Furthermore, the regulations, which are not yet final, “clarify” the definition of “major life activities” as those “basic activities, including major bodily functions, that most people in the general population can perform with little or no difficulty.” Examples of major bodily functions, which are somewhat new to the definition, include: immune system functions: normal cell growth; digestive functions; bowel functions; bladder functions; neurological functions brain functions; respiratory functions; circulatory functions; endocrine functions; reproductive function.
Similarly, the Act makes a non-exhaustive list or major life activities: caring for oneself, eating, performing manual tasks, sleeping; walking; seeing; standing; hearing; lifting; reading; working; concentrating; bending; thinking; speaking; communicating; breathing. Indeed, under the ADAAA, work is now officially a major life activity. Addressing inconsistent court rulings, the Act explains that an impairment substantially limits the major life activity of working if it “substantially limits an individual’s ability to perform, or to meet the qualifications for, the type of work at issue,” rejecting decisions that require an impairment to substantially limit a “range or class of jobs” in favor of a showing that an individual is unable to perform a “type of work” defined by the nature of the work or the specific job-related requirement.

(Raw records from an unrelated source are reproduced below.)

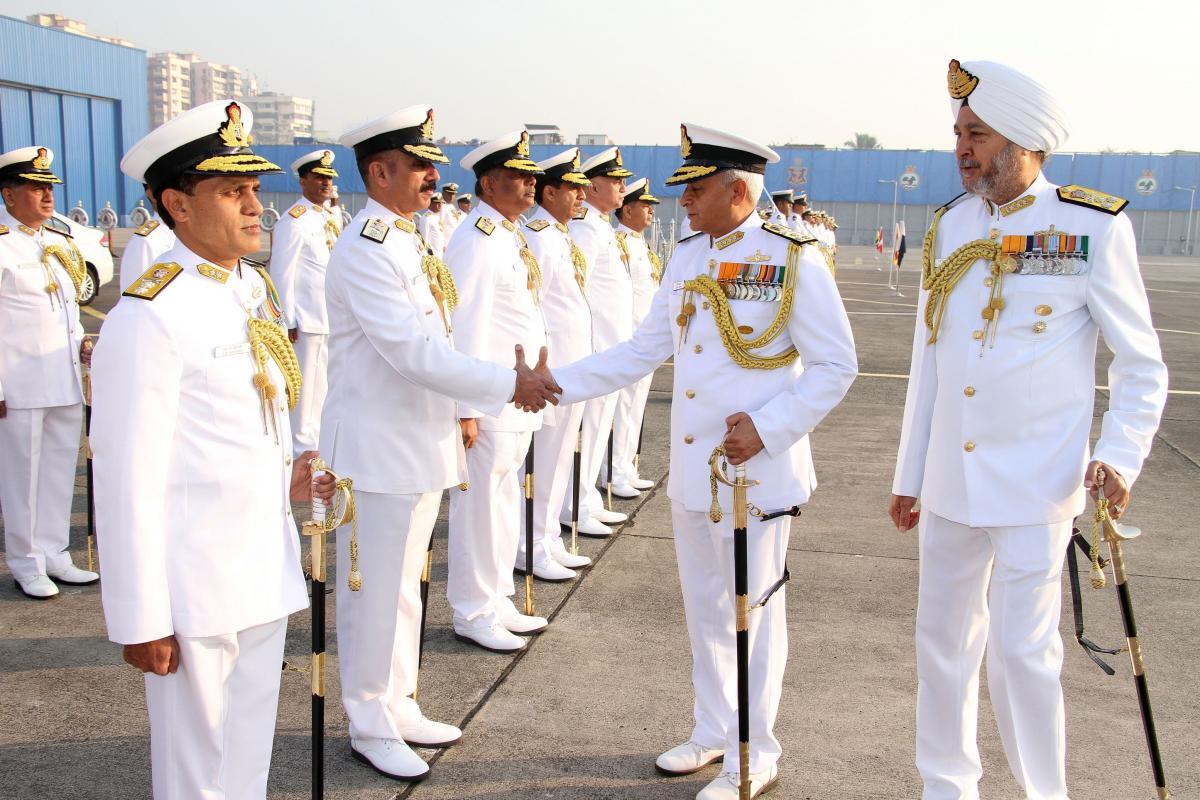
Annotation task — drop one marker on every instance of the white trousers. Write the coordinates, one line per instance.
(627, 428)
(39, 451)
(379, 626)
(553, 461)
(312, 353)
(705, 551)
(598, 414)
(213, 721)
(996, 590)
(485, 522)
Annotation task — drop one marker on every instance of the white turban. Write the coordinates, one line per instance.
(1018, 107)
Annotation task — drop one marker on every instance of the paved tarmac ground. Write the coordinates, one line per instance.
(587, 708)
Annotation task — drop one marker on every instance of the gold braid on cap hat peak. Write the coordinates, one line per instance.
(960, 82)
(738, 348)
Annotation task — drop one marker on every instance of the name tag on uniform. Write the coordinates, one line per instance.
(227, 350)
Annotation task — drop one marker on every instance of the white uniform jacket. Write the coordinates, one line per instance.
(433, 232)
(785, 403)
(497, 308)
(192, 510)
(143, 250)
(610, 288)
(300, 246)
(390, 417)
(996, 428)
(641, 271)
(40, 331)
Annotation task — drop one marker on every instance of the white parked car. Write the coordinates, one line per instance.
(94, 246)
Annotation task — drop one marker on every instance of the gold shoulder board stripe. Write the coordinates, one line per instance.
(148, 228)
(153, 281)
(1092, 198)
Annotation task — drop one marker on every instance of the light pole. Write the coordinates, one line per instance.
(1192, 205)
(895, 194)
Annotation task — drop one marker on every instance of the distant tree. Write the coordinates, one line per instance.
(863, 142)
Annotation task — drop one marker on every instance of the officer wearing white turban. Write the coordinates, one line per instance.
(996, 426)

Also, episodic disorders or those in remission can now be considered as disabilities if they substantially limit a major life activity when active. Examples of these conditions include: epilepsy; hypertension; multiple sclerosis; asthma; cancer; major depression; bipolar disorder; and postraumatic stress disorder.
The one area where state and federal law diverge because of the enactment of the ADAAA is the definition of when an individual is “regarded as” disabled. Specifically, the new federal law prohibits discrimination because of a real or perceived limitation, regardless of whether the impairment was perceived to be substantially limiting a major life activity. On the other hand, the Human Rights Act, following old federal law, requires a showing that the limitation was perceived as substantially limiting a major life activity. Will
So what is the lesson for West Virgniia employers? Employers must continue to think expansively about whether an employee will be considered to be disabled under both federal and state law, as the former moves closer to the latter.